Güncelleme Tarihi:
İddianamede Celal Kara’nın 11 suçtan ağırlaştırılmış müebbet hapis ile 62 yıla kadar hapsi, Mehmet Yüzgeç’in 8 suçtan ağırlaştırılmış müebbet hapis ile 38 yıl hapsi, Zekeriya Öz’ün ise TC Hükümeti’ni ortadan kaldırmaya veya görevini yapmasını engellemeye teşebbüs, silahlı terör örgütü kurma ve yönetme suçlarının da yer aldığı 12 suça azmettirme suçundan ağırlaştırılmış müebbet ile 72 yıla kadar hapsi talep edildi. Bakırköy Cumhuriyet Başsavcıvekili Ömer Faruk Aydıner tarafından hazırlanan iddianamede şu suçlamalara yer verildi:
Fetullah Gülen terör örgütü ile aynı kapsamda çalışan emniyet görevlileri, kendi aralarındaki yazışmalarında resmi olmayan özel programlar kullandı.
Hedef aldıkları şahısları sahte isimlerle dinleyip elde edilen verileri suç oluşturacak şekilde kes-kopyala şeklinde bir araya getirip örgüt amaçları doğrultusunda kullandılar.
Yasal olarak dinlenmesi mümkün olmayan çok sayıda siyasetçiyi dinlediler. Konuşmaları da şüphelisi olmadıkları 17 Aralık soruşturması dosyasına eklendi.
Gülen’in liderliğini yaptığı paralel devlet yapılanmasına yönelik Hükümet politikasından duyulan rahatsızlık nedeniyle İstanbul Emniyet Müdürlüğü’nde görevli bir kısım polis amir ve memurlarıyla fikir ve eylem birliği içinde hareket ettiler.

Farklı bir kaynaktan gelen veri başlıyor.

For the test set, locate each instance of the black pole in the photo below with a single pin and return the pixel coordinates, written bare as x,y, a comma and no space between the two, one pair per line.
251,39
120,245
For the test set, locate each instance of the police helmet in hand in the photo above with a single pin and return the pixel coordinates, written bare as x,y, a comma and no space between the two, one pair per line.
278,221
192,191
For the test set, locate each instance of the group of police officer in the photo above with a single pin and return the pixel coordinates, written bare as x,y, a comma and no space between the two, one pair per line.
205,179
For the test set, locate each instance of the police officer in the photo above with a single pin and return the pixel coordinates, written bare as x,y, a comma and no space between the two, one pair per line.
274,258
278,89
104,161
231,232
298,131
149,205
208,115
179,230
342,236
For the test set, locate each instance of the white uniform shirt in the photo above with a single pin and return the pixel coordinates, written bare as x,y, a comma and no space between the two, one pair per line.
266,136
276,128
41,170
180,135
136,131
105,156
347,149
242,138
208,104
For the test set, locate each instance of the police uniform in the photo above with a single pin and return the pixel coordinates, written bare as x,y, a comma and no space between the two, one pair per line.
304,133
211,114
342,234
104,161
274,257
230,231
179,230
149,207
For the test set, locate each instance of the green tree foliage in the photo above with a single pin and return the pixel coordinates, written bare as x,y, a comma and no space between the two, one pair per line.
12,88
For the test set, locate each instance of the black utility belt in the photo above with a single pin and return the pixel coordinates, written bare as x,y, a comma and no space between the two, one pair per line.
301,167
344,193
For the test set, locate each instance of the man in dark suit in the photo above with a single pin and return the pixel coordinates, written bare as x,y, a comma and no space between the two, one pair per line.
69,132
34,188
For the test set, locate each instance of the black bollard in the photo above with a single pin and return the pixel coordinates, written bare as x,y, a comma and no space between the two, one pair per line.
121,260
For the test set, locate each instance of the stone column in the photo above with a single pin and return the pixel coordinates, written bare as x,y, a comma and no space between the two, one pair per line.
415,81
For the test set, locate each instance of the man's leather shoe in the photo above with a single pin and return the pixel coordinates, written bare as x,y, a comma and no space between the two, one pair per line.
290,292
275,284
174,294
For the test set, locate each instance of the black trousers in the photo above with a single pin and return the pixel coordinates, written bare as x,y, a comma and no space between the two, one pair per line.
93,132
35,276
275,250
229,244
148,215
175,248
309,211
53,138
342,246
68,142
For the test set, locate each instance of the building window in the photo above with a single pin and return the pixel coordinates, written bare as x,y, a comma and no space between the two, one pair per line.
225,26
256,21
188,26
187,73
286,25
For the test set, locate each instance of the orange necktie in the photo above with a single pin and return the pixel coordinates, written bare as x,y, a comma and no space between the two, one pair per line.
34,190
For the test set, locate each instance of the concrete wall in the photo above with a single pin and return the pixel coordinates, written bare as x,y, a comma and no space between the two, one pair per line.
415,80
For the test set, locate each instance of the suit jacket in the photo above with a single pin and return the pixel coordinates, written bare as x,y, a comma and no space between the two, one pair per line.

Bu yapının kontrolündeki basın ve yayın kuruluşlarının da desteğini alarak, planlı ve sistematik bir şekilde yürütülen bir organizasyonun parçası olarak, hükümeti ortadan kaldırarak görevlerini yapmasını engellemeye teşebbüs ettiler.
Üç şüphelinin örgütlü olarak hareket ettiklerinin en önemli kanıtı, haklarında yakalama kararı çıkarılacağı bilgisini önceden öğrenerek aynı anda ikametlerini terk emeleri, Celal Kara ve Zekeriya Öz’ün Artvin’den 25 dakika ara ile kaçmalarıdır.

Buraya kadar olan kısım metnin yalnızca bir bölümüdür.